A Scoping Review of Deep Learning for Urban Visual Pollution and Proposal of a Real-Time Monitoring Framework with a Visual Pollution Index
It addresses the fragmented research in automatic visual pollution management for urban planning and resident well-being, but is incremental as it reviews existing work and proposes a framework.
This scoping review mapped deep learning approaches for detecting and classifying urban visual pollution, finding 26 articles that focus on specific pollutants using architectures like YOLO and Faster R-CNN, and proposed a framework with a visual pollution index for real-time monitoring.
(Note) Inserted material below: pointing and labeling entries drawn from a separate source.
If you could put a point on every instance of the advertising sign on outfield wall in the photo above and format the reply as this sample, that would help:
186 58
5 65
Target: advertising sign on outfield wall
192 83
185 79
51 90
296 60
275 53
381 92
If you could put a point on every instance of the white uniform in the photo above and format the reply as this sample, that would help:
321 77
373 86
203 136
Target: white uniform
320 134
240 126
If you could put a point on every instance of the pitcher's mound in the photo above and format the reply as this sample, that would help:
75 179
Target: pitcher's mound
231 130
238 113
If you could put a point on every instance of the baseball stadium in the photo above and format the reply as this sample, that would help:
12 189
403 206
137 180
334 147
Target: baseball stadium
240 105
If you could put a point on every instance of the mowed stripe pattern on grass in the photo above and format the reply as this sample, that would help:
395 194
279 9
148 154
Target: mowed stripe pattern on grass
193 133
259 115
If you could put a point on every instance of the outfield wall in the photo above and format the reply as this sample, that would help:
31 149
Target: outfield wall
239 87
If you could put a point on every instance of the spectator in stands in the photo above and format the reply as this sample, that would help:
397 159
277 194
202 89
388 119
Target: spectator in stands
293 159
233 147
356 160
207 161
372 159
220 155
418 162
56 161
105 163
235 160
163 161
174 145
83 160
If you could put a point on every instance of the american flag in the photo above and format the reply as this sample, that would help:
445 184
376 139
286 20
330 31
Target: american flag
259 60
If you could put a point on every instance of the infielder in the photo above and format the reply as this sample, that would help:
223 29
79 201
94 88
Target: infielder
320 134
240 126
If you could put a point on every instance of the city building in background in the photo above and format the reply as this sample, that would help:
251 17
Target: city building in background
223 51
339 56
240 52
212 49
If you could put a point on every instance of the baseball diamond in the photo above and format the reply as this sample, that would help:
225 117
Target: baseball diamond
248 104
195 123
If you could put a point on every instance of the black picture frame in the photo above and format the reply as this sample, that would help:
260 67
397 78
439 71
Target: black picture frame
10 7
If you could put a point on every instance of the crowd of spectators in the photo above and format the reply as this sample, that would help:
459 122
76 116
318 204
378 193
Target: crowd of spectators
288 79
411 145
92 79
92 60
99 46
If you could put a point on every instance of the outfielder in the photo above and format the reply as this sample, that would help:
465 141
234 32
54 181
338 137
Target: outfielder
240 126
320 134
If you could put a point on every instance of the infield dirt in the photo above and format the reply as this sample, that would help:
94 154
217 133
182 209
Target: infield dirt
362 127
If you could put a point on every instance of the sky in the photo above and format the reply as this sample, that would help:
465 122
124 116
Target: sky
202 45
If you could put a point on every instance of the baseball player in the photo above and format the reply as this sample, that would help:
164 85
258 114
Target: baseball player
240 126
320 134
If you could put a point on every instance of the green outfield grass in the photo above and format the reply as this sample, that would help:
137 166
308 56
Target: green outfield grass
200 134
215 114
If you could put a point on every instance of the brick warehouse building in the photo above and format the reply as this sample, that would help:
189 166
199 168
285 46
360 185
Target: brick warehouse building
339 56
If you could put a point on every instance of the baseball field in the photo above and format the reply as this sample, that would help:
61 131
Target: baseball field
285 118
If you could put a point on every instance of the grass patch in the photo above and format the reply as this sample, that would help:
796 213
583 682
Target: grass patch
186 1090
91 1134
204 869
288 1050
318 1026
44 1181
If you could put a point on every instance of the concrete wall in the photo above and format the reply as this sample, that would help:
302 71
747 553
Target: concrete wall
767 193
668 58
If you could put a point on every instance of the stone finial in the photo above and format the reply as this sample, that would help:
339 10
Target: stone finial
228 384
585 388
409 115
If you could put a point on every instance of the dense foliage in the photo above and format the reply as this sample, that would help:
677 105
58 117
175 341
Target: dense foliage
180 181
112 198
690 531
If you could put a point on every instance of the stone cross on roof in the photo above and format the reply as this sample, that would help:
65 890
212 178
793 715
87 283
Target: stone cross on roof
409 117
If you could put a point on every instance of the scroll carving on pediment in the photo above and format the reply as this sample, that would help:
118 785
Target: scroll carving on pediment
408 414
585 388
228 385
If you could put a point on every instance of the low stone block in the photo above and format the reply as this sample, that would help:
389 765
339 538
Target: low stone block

Urban Visual Pollution (UVP) has emerged as a critical concern, yet research on automatic detection and application remains fragmented. This scoping review maps the existing deep learning-based approaches for detecting, classifying, and designing a comprehensive application framework for visual pollution management. Following the PRISMA-ScR guidelines, seven academic databases (Scopus, Web of Science, IEEE Xplore, ACM DL, ScienceDirect, SpringerNatureLink, and Wiley) were systematically searched and reviewed, and 26 articles were found. Most research focuses on specific pollutant categories and employs variations of YOLO, Faster R-CNN, and EfficientDet architectures. Although several datasets exist, they are limited to specific areas and lack standardized taxonomies. Few studies integrate detection into real-time application systems, yet they tend to be geographically skewed. We proposed a framework for monitoring visual pollution that integrates a visual pollution index to assess the severity of visual pollution for a certain area. This review highlights the need for a unified UVP management system that incorporates pollutant taxonomy, a cross-city benchmark dataset, a generalized deep learning model, and an assessment index that supports sustainable urban aesthetics and enhances the well-being of urban dwellers.